It is probably my own fault, but I’m confused.
I don’t mean confused as in opening the door of the fridge and then forgetting why I did. That’s just normal confused.
I’m confused about what I should and shouldn’t be doing now that I have been vaccinated twice and most people in the country have been vaccinated at least once.
I am confused because, for some reason, I still hear, in my head, the words: “Be careful out there,” – a throwback to that great TV series Hill Street Blues!
I blame myself to the extent that I firmly believed, and still do to a large degree, that fear is and was a necessary part of the strategy to fight Covid.
If people weren’t afraid of it, they clearly weren’t going to take precautions, thereby putting themselves, and more importantly, others at risk.
And, despite all the horror stories, the deaths, the tales of long Covid, looking around now, it’s quite clear that there are still many, many people who have no fear whatever around the virus.
The crowds on city streets, Dublin streets in particular, worry me and, yes, they even frighten me.
I hear often of people with my condition, to remind you it’s Stage 4 COPD, who have fallen victim to the virus.
And I remind myself that a) it is still possible for me to get Covid even after vaccination even if the chances are remote and the symptoms would probably not be serious.
But as I am also immunocompromised I am told the vaccine might not work quite as well for me. And I am indeed immunocompromised and inject immunoglobulins into my abdomen every month.
So do I go out for a meal or not? Would it be okay to go away to an hotel for a week with my wife and daughter? Could I even go for a pint in my local sports club rather than outside when it’s permitted?
That’s something I’d love to do, that and sit in the snug in Toner’s with one or two friends and sip a pint.
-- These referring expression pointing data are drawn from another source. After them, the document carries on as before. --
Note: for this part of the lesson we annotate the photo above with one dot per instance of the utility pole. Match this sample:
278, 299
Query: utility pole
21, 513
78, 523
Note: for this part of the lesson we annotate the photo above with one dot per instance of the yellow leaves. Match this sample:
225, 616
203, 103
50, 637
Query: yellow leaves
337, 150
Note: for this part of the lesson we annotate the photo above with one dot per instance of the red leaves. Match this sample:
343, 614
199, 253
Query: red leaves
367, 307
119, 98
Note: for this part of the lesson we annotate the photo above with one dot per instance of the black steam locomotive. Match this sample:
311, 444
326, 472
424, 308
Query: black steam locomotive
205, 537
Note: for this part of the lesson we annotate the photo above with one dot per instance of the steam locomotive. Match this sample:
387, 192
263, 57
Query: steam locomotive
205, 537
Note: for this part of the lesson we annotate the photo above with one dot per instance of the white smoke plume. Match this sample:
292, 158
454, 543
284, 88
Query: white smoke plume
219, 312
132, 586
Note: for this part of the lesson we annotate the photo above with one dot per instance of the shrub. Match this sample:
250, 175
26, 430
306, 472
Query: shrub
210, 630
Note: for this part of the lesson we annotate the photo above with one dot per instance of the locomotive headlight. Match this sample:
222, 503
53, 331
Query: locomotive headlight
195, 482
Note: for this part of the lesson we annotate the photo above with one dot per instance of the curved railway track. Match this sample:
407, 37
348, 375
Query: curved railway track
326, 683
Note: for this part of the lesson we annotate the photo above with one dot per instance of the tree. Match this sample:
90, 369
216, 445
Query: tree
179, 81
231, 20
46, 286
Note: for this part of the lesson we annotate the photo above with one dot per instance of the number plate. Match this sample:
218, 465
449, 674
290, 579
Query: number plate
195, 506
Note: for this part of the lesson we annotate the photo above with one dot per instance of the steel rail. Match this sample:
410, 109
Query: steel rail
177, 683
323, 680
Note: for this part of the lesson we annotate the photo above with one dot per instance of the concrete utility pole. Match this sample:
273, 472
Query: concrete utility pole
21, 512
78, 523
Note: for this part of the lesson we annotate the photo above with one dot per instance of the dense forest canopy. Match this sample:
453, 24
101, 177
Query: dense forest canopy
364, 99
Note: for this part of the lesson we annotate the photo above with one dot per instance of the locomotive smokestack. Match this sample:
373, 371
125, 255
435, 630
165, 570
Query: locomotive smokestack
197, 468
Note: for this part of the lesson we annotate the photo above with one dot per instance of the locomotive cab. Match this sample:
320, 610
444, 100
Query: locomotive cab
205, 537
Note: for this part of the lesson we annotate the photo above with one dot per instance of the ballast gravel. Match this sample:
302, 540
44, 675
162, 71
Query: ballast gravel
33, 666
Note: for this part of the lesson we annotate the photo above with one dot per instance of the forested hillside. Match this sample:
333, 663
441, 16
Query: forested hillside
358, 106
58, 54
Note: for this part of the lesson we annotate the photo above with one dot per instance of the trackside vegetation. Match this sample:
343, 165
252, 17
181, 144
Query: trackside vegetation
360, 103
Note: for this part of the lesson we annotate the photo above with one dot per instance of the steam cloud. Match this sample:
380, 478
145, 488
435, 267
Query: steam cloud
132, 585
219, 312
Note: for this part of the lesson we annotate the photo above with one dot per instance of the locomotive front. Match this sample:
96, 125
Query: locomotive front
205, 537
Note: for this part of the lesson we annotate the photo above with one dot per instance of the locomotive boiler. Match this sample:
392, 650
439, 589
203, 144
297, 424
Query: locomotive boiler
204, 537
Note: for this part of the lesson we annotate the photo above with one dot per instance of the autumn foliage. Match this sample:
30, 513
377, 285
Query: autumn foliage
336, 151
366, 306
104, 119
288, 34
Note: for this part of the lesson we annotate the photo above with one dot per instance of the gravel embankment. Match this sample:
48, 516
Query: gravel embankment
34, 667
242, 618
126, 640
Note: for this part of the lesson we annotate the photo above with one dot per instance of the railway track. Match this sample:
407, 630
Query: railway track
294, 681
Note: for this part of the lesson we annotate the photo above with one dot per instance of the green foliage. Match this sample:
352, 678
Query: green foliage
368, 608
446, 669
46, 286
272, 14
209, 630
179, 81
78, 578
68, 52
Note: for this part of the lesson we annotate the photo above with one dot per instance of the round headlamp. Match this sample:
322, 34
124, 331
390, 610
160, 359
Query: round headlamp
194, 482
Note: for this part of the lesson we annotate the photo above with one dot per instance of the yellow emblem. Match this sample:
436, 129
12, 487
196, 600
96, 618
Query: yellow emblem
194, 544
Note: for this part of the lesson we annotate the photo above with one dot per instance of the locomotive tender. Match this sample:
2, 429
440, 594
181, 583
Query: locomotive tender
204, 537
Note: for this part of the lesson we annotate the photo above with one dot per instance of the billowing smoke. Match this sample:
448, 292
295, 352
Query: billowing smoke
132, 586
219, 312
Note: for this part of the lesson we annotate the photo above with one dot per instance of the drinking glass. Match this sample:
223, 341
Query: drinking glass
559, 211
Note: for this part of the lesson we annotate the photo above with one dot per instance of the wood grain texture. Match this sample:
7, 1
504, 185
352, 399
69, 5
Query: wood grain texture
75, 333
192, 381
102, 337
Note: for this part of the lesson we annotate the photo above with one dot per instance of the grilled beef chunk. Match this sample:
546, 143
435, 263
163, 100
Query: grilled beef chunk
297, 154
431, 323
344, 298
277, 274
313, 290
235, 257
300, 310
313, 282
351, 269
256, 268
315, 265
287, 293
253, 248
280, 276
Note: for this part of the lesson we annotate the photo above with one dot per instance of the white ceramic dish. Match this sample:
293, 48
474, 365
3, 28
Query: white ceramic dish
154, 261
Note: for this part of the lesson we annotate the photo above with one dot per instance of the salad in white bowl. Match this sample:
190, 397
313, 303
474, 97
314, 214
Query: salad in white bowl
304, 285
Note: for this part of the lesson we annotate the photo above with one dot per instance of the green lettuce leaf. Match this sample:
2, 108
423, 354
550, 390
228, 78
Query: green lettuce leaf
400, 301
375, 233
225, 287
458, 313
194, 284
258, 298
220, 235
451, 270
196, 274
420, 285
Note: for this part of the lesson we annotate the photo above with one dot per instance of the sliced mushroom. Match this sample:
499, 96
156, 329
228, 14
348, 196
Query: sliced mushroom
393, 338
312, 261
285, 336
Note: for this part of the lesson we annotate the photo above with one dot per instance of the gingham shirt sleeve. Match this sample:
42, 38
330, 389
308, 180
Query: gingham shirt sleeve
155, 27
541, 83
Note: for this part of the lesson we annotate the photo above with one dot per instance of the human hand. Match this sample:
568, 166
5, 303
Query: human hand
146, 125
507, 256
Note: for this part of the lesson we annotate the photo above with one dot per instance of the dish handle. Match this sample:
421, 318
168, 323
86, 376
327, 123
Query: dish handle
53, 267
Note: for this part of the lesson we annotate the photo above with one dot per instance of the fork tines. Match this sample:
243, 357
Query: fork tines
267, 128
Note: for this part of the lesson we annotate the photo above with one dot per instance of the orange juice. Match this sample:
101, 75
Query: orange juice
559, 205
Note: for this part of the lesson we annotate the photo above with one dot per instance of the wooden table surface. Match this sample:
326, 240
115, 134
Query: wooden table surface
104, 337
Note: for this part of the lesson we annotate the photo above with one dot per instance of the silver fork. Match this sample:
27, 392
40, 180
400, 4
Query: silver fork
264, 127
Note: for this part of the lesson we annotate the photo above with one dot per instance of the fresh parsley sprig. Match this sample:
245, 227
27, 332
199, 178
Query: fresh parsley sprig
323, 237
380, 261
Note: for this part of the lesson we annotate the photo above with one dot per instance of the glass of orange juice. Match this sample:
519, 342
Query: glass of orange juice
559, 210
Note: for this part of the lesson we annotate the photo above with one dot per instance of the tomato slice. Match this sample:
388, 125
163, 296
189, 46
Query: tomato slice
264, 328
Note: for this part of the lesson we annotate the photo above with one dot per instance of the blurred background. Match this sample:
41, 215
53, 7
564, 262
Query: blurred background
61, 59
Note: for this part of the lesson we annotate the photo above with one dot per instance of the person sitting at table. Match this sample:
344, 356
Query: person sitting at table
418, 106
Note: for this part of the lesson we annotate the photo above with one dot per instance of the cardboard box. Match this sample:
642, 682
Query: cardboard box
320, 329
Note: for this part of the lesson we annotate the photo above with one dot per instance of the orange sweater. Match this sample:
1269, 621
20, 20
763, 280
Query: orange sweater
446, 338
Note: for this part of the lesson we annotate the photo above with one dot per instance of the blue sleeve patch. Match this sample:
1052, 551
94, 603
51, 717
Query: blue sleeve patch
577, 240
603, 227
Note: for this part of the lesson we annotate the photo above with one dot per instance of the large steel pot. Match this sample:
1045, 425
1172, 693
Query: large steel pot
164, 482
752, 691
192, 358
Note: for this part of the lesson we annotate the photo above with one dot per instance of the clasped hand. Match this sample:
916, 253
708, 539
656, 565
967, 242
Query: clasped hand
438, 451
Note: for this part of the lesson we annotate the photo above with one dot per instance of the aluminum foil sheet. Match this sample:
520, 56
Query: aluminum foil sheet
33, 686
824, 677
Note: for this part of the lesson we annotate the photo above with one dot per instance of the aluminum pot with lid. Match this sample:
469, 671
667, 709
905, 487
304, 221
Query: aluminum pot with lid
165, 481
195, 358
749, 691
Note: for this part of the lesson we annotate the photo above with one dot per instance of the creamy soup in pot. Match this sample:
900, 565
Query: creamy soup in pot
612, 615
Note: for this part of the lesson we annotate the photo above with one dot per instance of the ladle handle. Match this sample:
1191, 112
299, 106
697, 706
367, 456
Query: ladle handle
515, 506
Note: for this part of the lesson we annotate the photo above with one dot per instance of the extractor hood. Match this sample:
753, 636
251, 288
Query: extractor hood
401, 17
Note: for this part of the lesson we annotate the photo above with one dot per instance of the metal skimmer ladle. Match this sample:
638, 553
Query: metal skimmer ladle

One or two friends, that is, who are my age and therefore double vaccinated.
But something is stopping me.
Constant uncertainty
It’s the constant uncertainty, the variants and, yes, the fear that I thought a year or more ago was vital in the fight against this thing.
Right now, as I type, I have been two weeks fighting a reasonably mild lung infection. It’s causing only minor problems.
But what bugs me about it (excuse the pun) is that I have no idea how or where I picked it up.
I have been nowhere and met virtually nobody. Some friends have called, individually, to visit. But they have at all times remained socially distant and have been, in the main, vaccinated.
But I nonetheless picked up what has turned out to be a nasty little infection that’s taking its time to go, despite being attacked by two different antibiotics.
So you see my problem.
I managed to pick up what I presume is an annoying but relatively harmless infection while still isolating – not quite 100 per cent, but close.
So could I still pick up Covid?
Like I said, I’m confused. And listening to radio and television isn’t helping. It seems that you can wheel out an ‘expert” to say whatever it is you want to hear. There are experts on both sides of this argument now. Confusion among experts.
And of course our politicians are confused, but aren’t they always?
They are trying to walk the line between saving lives and saving jobs and, I don’t say this in a way that’s any way glib, saving our sanity.
I’m getting very close to that pint.
I think the first will be outdoors in Terenure Sports Club.
And then, if that goes well, I might on another day, see if I get into that snug in Toners.
Well, if it was good enough for WB Yeats, Peter O’Toole and many others, it’s good for me!